The promise of an election in 1966 electrified the eligible voters who had only experienced democracy by listening to stories about it from the 'return soldiers' who had come close to it after fighting in Europe in the world wars.
The lowering of the Union Jack and the raising of the blue, black and white stripes under the drizzling rain at the country's first national stadium in Gaborone at the midnight minute that separated September 29 from the 30th represented a defining moment in the birth of the Botswana nation.
Botswana would also meet Zambia in an unprecedented international football contest that would further cement the relationship between Seretse and Kenneth Kaunda, Botswana and Zambia.
Only in later years would it be revealed that Kaunda was the one who kept the Kenneth Koma's doctoral thesis on his thought about the anti-colonial struggle in Zaire led by Patrice Lumumba.
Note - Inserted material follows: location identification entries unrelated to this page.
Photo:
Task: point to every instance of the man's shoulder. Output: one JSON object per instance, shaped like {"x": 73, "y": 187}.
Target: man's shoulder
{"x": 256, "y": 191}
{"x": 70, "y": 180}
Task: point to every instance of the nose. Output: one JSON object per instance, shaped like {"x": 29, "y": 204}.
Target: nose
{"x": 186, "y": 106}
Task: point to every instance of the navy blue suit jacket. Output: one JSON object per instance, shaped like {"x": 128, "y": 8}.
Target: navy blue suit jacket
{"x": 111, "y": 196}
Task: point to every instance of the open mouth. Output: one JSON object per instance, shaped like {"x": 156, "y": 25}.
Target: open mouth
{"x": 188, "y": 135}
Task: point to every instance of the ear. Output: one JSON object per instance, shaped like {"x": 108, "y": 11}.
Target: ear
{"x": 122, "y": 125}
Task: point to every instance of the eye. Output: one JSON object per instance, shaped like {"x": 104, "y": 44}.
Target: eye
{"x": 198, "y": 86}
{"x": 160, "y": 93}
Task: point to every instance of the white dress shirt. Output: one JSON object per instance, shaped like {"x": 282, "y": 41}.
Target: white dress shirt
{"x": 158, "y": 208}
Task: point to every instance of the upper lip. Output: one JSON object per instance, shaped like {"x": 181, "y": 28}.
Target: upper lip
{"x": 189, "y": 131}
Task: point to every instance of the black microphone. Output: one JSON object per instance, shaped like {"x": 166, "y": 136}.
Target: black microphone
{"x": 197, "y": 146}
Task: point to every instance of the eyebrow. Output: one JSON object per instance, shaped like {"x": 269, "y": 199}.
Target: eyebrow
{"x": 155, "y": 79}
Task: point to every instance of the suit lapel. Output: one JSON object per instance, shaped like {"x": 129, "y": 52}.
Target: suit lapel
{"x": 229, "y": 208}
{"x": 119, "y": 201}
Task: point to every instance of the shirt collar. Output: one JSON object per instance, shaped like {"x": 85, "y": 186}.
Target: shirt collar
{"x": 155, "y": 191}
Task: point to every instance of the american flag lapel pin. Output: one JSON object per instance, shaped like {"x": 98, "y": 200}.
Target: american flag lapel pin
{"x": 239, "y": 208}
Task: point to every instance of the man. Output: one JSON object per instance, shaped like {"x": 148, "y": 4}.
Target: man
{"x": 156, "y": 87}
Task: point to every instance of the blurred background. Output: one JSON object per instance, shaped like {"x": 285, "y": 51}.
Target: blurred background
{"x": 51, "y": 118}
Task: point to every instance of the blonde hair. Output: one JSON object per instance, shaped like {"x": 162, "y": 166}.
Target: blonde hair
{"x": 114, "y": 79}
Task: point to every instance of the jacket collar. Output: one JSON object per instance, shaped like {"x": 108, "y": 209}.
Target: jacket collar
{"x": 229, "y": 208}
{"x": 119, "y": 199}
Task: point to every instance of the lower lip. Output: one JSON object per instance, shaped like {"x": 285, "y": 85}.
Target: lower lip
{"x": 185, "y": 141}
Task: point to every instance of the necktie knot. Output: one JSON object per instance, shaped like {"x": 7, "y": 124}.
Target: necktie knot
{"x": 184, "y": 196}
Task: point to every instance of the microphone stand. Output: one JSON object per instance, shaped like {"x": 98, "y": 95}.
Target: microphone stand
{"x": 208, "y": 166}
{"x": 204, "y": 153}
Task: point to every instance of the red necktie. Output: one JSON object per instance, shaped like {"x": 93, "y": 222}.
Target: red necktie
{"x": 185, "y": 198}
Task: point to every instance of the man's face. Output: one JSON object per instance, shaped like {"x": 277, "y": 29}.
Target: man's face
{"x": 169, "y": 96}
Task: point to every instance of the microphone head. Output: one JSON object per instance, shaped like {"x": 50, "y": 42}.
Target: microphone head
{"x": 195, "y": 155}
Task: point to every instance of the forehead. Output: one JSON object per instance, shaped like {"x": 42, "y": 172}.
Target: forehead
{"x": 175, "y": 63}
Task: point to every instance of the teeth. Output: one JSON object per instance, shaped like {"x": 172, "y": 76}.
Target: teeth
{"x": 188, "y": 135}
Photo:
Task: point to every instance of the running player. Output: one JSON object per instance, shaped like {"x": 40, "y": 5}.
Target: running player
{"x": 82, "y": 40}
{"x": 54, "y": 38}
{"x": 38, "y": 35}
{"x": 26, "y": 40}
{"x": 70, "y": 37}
In Serowe, the only comparable events were the landing of a British army plane that closed all the schools, sending the pupils on a forced march to the aerodrome with scout master and teacher, Mothibedi Mothibedi, as the platoon commander, decked out in his scarf, badges and khaki shorts.
Then there was the famous trial of witches at the Kgotla by tribal authority, Rasebolai Kgamane. They appeared, bare breasts and all, at the Kgotla to brief the tribes-people about their nocturnal meanderings when the village was asleep.
One fellow - Ngidi or something to that effect - killed somebody and escaped arrest by travelling in reverse into infinity, sending the police in the opposite direction to where he was heading.
These were momentous events in the making of a new Botswana. As colonialism would have it, the most informed records of what happened at independence are probably at an archive in Pretoria in South Africa, or in a shelf at the British parliament.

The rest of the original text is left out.